Twenty-one days, 32 liters of blood, and a group of dedicated veterinary specialists – that’s what it took to save Bella, a 7 year old Appendix* Quarter Horse mare owned by Alexandra Wood of Broken Arrow, Okla.
Dr. Jenna Young, second year equine surgery resident, responded to an ambulatory call on Oct. 19, 2017. What she found was a lot of blood lost from a laceration underneath Bella’s tail.
“Her mucous membranes were pretty much white. Her heart rate was over 100; it was super high,” said Young. “She was very shocky and there was a vast amount of blood that she had lost. Her owner, Alexandra, was applying pressure with towels against the laceration. She was doing a great job and the bleeding had pretty much stopped.”
According to Alexandra, Bella had fallen.
“We looked around the barn but we couldn’t find anything that would have caused the laceration,” added Young.
They transported Bella to OSU’s Veterinary Medical Hospital for treatment.
“When Bella presented she was showing clinical signs of hemorrhagic shock,” explained Dr. Todd Holbrook, equine section chief and equine internal medicine veterinary specialist. “A normal heart rate in a horse should be 40 or so. Hers was over 100. We obtained a blood sample from Bella and a donor horse in the Hospital to cross-match them.”
As a referral source for veterinary medical specialty cases, OSU’s Center for Veterinary Health Sciences has two distinct advantages for patients requiring blood transfusions. One, there is a clinical pathology lab on site that can quickly cross-match blood samples from the patient and potential blood donors to make sure they are compatible. If the blood groups do not match, the horse receiving the blood could have a life-threatening reaction and will break down those red cells rapidly, thus the transfusion will be ineffective. Second, the OSU Center for Veterinary Health Sciences Ranch maintains a herd of five to 22 horses to act as blood donors.

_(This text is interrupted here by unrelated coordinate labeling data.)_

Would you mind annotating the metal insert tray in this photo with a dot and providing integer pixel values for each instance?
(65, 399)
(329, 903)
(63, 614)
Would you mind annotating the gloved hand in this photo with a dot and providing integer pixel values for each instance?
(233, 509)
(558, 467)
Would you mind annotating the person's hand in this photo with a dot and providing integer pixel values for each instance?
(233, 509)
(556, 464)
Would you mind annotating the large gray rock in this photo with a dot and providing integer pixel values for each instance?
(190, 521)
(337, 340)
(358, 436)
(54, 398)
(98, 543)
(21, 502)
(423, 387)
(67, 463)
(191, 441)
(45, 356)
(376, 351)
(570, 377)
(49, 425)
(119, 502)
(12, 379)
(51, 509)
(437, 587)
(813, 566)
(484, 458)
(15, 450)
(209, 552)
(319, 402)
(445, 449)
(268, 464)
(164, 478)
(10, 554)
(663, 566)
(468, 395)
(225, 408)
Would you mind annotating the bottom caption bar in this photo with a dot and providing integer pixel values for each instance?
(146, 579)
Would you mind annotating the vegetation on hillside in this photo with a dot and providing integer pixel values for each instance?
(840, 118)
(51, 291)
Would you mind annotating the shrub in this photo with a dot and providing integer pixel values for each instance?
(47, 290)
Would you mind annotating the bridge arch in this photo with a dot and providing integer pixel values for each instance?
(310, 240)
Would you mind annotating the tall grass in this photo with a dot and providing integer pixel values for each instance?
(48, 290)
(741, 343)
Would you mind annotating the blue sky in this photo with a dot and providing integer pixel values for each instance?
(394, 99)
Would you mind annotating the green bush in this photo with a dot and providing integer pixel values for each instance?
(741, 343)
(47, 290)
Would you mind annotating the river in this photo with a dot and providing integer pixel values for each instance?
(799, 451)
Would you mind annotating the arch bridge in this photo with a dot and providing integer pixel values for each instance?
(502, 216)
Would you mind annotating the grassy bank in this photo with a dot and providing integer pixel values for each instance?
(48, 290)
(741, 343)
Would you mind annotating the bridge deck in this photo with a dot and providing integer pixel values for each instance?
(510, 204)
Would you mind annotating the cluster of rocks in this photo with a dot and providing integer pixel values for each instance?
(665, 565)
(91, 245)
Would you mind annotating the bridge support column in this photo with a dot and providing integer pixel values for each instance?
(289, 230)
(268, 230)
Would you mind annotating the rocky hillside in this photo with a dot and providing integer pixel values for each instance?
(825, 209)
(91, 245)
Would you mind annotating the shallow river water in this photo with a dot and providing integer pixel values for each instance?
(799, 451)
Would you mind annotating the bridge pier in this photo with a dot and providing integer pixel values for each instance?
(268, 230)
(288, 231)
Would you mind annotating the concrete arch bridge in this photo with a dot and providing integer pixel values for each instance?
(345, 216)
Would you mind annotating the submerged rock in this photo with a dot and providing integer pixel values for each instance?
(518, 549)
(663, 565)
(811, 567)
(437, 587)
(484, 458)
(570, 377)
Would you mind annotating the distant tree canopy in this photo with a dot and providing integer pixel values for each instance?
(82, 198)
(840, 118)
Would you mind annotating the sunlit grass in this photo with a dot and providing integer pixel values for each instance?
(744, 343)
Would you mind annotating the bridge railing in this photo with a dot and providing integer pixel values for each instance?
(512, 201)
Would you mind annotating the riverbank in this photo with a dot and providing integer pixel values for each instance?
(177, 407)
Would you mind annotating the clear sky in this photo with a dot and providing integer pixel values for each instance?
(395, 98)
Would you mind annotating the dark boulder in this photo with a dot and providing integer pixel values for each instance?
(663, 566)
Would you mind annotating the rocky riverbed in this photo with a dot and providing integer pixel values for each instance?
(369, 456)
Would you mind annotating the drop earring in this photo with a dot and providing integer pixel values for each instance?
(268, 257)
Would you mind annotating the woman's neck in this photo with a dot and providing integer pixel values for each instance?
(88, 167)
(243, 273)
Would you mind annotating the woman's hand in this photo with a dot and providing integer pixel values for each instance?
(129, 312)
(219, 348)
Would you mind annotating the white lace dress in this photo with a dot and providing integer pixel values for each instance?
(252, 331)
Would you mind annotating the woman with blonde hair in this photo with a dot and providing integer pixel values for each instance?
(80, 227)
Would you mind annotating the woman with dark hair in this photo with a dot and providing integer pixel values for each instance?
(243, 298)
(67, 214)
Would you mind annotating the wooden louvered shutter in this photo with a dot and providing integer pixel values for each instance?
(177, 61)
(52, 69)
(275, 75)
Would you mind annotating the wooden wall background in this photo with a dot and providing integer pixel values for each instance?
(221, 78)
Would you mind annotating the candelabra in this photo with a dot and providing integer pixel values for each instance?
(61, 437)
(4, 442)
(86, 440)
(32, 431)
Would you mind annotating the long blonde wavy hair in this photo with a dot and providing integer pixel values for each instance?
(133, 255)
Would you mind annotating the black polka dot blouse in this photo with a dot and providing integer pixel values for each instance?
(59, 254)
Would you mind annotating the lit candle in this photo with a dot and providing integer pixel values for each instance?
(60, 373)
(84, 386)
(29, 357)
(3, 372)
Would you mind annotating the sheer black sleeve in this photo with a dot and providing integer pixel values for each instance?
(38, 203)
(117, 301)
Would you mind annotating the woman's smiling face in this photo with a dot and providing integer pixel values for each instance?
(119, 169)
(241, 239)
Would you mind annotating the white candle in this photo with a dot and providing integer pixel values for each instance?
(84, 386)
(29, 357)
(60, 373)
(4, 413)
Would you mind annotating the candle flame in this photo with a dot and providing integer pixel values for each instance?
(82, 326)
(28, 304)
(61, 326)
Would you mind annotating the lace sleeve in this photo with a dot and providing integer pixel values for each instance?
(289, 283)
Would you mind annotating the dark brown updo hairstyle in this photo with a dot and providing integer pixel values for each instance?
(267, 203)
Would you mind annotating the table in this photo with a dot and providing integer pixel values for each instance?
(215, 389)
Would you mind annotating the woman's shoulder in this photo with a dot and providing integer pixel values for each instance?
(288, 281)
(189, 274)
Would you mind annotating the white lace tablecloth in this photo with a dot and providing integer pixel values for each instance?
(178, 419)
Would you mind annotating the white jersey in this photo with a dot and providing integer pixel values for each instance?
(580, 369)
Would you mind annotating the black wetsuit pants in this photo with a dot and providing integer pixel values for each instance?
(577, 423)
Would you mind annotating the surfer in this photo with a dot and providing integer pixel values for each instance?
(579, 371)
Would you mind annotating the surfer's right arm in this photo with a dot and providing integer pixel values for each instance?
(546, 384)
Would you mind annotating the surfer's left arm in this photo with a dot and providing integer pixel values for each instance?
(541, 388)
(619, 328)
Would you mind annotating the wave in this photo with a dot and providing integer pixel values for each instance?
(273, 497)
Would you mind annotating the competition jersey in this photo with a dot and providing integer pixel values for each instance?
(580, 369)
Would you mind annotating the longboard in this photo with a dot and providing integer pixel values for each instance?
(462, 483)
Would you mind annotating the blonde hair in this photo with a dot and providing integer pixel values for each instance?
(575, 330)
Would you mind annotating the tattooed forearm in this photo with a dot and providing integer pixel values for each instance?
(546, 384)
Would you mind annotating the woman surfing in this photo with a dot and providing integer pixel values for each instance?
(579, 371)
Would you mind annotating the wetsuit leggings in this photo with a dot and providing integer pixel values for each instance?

“Within probably two hours, we had volumes of blood being transfused into Bella in an attempt, honestly, to save her life,” continued Holbrook. “Eventually we obtained blood from four different donors. You can only take so much blood from a horse when you’re performing a transfusion. We ended up collecting approximately 8 liters of blood from four different horses. In my 30 years of experience, that is the largest volume of blood that I have ever transfused to a horse. It was touch and go there for almost two days.”
In addition to many blood donors, one of the things that helped save Bella was the fact that the source of the bleed was located.
“Dr. Mike Schoonover, board certified equine surgeon, was able to actually get a clamp on the artery. The laceration was about mid-forearm distance in to the left side of her vulva,” stated Young. “He was able to feel which direction the blood was coming from and put a clamp on it.
“When Dr. Schoonover was palpating her to locate the source of her bleeding, he felt two sharp edges of bone in her pelvis,” added Young. “We think she likely sustained a pelvic fracture when she fell at the farm and that lacerated a major artery and caused the external wound as well.”
To avoid Bella hemorrhaging again, her team decided it was best to leave her where she was once the clamp was in place.
“She lived in the stocks basically for four days straight,” reported Young. “She was a very good mare.”
“And incredibly tolerant of everything we put her through,” added Dr. Amy Lovett, first year equine internal medicine resident. “We put mats under her feet for cushioning. We had hay and water set up in front of her. We had people with her 24/7 to make sure she didn’t get into any trouble.”
Finally, after a three-week stay, Bella went home.
“We’re unsure at this point if she’s going to be able to be ridden due to the pelvic fracture. However, she is very comfortable at a walk. So we are hopeful that she may be able to be ridden in the future and will at least be pasture sound,” concluded Young.
In March of 2018, Bella returned to the Hospital for a recheck. Alexandra’s father, Billy Wood, commented on Bella and his experience at OSU’s Veterinary Medical Hospital.
I don’t think she (Bella) knows anything ever happened,” said Wood. “She shouldn’t be here. I think they (Hospital clinicians) care more than I expected. They are very personable and explained everything. They’ve just been perfect. Really, I couldn’t ask for more.”
Bella has now returned to light work under the saddle. She is one of 1,200 to 1,500 equine cases a year treated at Oklahoma State University’s Veterinary Medical Hospital.
*An Appendix Quarter Horse is the result of breeding a Quarter Horse with a Thoroughbred.